Yargıtay 8. Hukuk Dairesi'nin 2024/1948 E., 2025/3376 K. sayılı kararı

Yargıtay 8. Hukuk Dairesi'nin 05.05.2025 tarihli, 2024/1948 E., 2025/3376 K. sayılı kararı
T.C.
Yargıtay
8. Hukuk Dairesi
2024/1948 E., 2025/3376 K.
"İçtihat Metni"
MAHKEMESİ : Antalya Bölge Adliye Mahkemesi 8. Hukuk Dairesi
SAYISI : 2022/1007 E., 2023/1398 K.
KARAR : İstinaf başvurusunun kabulü ile İlk Derece Mahkemesi kararının kaldırılmasına ve yeniden hüküm kurulmak suretiyle davanın reddine,
İLK DERECE MAHKEMESİ : Antalya 5. Asliye Hukuk Mahkemesi
SAYISI : 2021/320 E., 2022/261 K.
Taraflar arasındaki dava konusu taşınmazın beyanlar hanesine 6831 sayılı Kanun' un 2/B maddesi şerhi konulması talebine ilişkin davanın yapılan yargılaması sonucunda İlk Derece Mahkemesince, davanın kabulüne karar verilmiştir.

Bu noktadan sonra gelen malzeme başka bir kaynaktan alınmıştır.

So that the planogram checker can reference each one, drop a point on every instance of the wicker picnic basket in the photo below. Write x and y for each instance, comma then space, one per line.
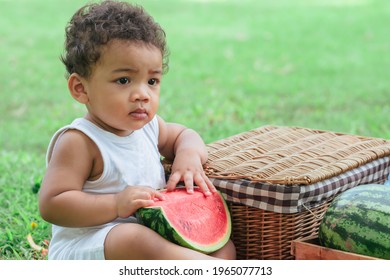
279, 181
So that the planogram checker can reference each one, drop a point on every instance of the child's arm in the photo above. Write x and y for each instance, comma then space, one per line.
61, 200
188, 152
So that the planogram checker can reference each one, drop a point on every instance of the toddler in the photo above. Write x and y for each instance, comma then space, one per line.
104, 166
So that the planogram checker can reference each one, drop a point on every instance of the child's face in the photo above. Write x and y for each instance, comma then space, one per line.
124, 87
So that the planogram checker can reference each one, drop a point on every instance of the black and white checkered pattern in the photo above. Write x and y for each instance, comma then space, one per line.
296, 198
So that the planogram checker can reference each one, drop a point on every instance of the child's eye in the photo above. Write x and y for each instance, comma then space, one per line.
123, 81
152, 82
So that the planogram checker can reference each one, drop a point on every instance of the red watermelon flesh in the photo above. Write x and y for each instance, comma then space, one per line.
193, 220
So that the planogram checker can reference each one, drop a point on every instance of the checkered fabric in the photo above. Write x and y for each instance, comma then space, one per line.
296, 198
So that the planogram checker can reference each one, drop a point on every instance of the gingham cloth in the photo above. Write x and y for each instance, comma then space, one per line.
297, 198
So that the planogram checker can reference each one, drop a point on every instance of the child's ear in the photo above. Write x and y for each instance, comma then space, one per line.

İlk Derece Mahkemesi kararının, davalı Hazine vekili tarafından istinaf edilmesi üzerine Bölge Adliye Mahkemesince, istinaf başvurusunun kabulü ile İlk Derece Mahkemesi kararının kaldırılmasına ve yeniden hüküm kurulmak suretiyle davanın reddine karar verilmiştir.

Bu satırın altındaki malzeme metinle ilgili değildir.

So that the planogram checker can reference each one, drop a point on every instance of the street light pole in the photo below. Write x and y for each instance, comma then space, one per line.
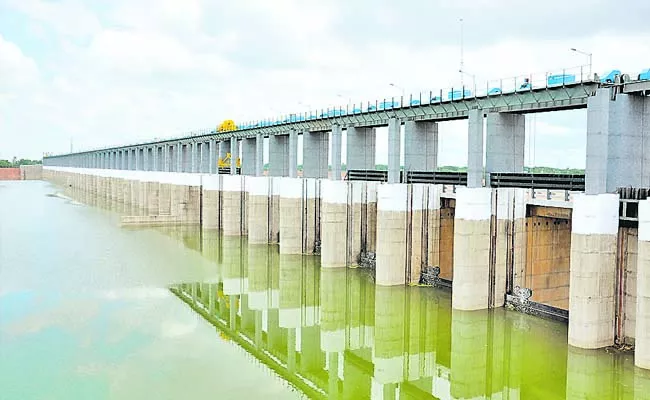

Bölge Adliye Mahkemesi kararı, davacı vekili tarafından temyiz edilmekle; kesinlik, süre, temyiz şartı ve diğer usul eksiklikleri yönünden yapılan ön inceleme sonucunda, temyiz dilekçesinin kabulüne karar verildikten ve Tetkik Hâkimi tarafından hazırlanan rapor dinlendikten sonra dosyadaki belgeler incelenip gereği düşünüldü:
K A R A R
Davacı ... vekili dava dilekçesinde; müvekkili olan davacının .............köyü eski ............parsel ......... Mahallesi 28133 ada 63 parsel sayılı taşınmazın zilyedi olduğunu, taşınmazın bulunduğu yerde yapılan kadastro tespitine karşı açılan ve Hazinenin de taraf olduğu dava sonunda Antalya Kadastro Mahkemesinin 1991/374 Esas, 1994/223 Karar sayılı kararında taşınmazın 1942 yılında orman tahdidi sırasında Devlet ormanı kapsamı içerisine alındığı, 1976 yılında yapılan 6831 sayılı Kanun' un 2/B maddesi uygulaması ve aplikasyon çalışmaları sonucu orman dışına çıkarıldığı gerekçesiyle taşınmazın Hazine adına tesciline karar verildiğini, kararın Yargıtay tarafından da aynı gerekçelerle onanmak suretiyle kesinleştiğini ve tapuya tescil edildiğini, kesinleşmiş mahkeme kararından ve bu kararın onanmasına ilişkin Yargıtay ilamından da anlaşılacağı gibi, dava konusu taşınmazın 6831 sayılı Kanun' un 2/B maddesi gereğince orman dışına çıkartılan alan içerisinde olduğunu, kesinleşmiş mahkeme kararının aksini iddia etmenin hukuken mümkün olmadığını, davacının kullanımında bulunan yeri, 6292 sayılı Orman Köylülerinin Kalkınmalarının Desteklenmesi ve Hazine Adına Orman Sınırları Dışına Çıkarılan Yerlerin Değerlendirilmesi ile Hazineye ait Tarım Arazilerinin Satışı Hakkında Kanun hükümlerine göre doğrudan satın almak istediğini, ancak tapu kaydında 6831 sayılı Kanun' un 2/B maddesi şerhi bulunmadığı için Kadastro Müdürlüğünün bu yerlerde kullanım tespiti yapmadğını, Defterdarlığın da satış işlemi yapmadığını, hükmen orman dışına çıkarıldığı belirlenen taşınmazın beyanlar hanesine 6831 sayılı Kanun' un 2/B maddesi şerhi verilmesi halinde davacının bu yeri doğrudan satın alabilecek olduğunu, bu nedenle dava açmak zorunda kalındığını ileri sürerek, taşınmazın 6831 sayılı Kanun'un 2/B maddesi uyarınca Hazine adına orman sınırları dışına çıkarılan yer olduğunun tespiti ile bu hususun tapuya şerh verilmesini, yargılama giderleri ile vekalet ücretinin davalı tarafa yükletilmesine karar verilmesini talep ve dava etmiştir.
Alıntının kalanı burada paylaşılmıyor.